The good films of Dario Argento give us a blood-rushing recipe of high-kitsch and low-nightmare. Witches and gore, corpses and breasts, the colour (largely) red _ the hallucinating delight of his schlock horror is something worth cheering (or laughing along with), for beneath the surface of sensationalism, films like Suspiria and Inferno made a contribution that good horror films should be making _ showing us how twisted the world, or people, can be.
Rutger Hauer is Abraham Van Helsing in Dracula 3D .
That, sadly, is not the case with the latest film by this 72-year-old Italian director. In Dracula 3D, which is showing this Saturday at 10pm as part of the Italian Film Festival, the Roman schlockmeister takes on the canon of classic horror without actually vamping it up in any eye-popping way.

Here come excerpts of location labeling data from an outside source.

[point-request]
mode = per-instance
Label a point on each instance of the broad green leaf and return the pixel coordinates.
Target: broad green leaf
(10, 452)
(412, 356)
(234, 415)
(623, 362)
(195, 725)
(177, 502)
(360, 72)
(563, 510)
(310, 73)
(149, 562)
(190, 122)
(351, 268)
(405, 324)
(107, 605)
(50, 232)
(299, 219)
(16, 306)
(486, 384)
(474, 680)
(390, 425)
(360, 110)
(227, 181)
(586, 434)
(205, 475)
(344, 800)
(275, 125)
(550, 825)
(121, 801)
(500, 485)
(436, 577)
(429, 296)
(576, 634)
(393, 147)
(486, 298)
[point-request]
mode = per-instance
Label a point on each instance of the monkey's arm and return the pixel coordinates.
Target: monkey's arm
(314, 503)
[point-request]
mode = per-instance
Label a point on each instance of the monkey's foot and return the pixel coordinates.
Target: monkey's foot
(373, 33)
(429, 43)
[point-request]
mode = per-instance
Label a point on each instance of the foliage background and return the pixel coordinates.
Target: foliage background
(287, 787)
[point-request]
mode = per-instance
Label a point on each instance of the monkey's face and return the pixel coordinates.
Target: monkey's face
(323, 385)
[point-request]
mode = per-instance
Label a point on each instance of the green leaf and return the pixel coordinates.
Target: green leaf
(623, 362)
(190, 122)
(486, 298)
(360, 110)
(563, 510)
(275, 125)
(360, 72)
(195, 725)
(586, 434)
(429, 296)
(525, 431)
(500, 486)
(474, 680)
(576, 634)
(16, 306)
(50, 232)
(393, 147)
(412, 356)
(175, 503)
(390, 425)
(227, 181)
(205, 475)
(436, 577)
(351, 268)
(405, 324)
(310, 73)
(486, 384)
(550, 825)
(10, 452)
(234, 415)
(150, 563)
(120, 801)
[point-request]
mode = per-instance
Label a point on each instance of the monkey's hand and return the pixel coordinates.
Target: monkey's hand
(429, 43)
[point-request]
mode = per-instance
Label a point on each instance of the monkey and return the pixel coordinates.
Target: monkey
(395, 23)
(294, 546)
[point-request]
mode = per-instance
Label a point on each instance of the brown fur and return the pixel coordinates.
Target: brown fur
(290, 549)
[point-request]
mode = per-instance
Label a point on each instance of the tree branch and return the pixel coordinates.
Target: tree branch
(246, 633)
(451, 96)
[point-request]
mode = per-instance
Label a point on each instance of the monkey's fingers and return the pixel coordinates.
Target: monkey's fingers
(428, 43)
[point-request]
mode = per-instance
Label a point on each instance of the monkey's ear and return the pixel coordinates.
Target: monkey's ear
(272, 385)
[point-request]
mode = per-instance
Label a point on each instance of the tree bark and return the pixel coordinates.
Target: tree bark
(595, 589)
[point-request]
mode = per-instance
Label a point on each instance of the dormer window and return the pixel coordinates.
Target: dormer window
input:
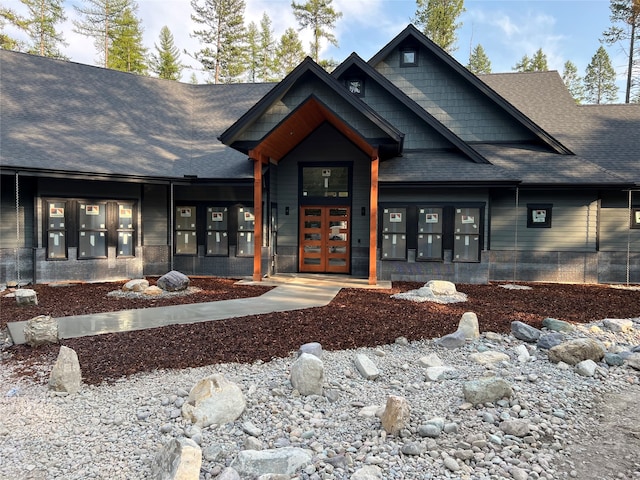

The 3D is plain, the vampiric Count (Thomas Kretschmann) is less a menace than a joyless joke, and the Gothic dread is low-key at best. The director's daughter, Asia Argento, shows up as Lucy, the saucy girl, and later as a thirsty ghost who can be subdued only by Abraham Van Helsing's pointy stake, down in that mouldy catacomb. Jonathan Harker comes across as a charmless dumb boy, and his wife, Mina, narrowly avoids her fate as the Transylvanian corpse bride.
That's pretty much what Bram Stoker wrote _ but behold, mere mortals, for there's also a giant preying mantis terrorising this Carpathian hamlet! As Dracula has become a pop-culture artifact over the years of many adaptations and vandalism, Argento won't leave the much-told tale unmarked by his own stamp of creative lunacy.
And yet, despite all of that, I suspect that the Saturday screening will be choc-full. Argento's kitschy, B-movie appeal is far from its best here, but any amount of kitschy, B-movie appeal is what people will expect to see, to laugh with or laugh at _ if not for its literal quality, then for the ironic, post-whatever knowingness on our part.
We know it's bad, that's why we'll watch it _ and even sincerely enjoy it. For me, besides Argento's daughter, ever a joy to watch, it's Rutger Hauer as Van Helsing, the vampire hunter as nutty as his target, that gives me consolation. No delirious nightmare here, only fake blood, barnyard sex and constant giggles. And that's probably sufficient for a late-night screening in crazy Bangkok.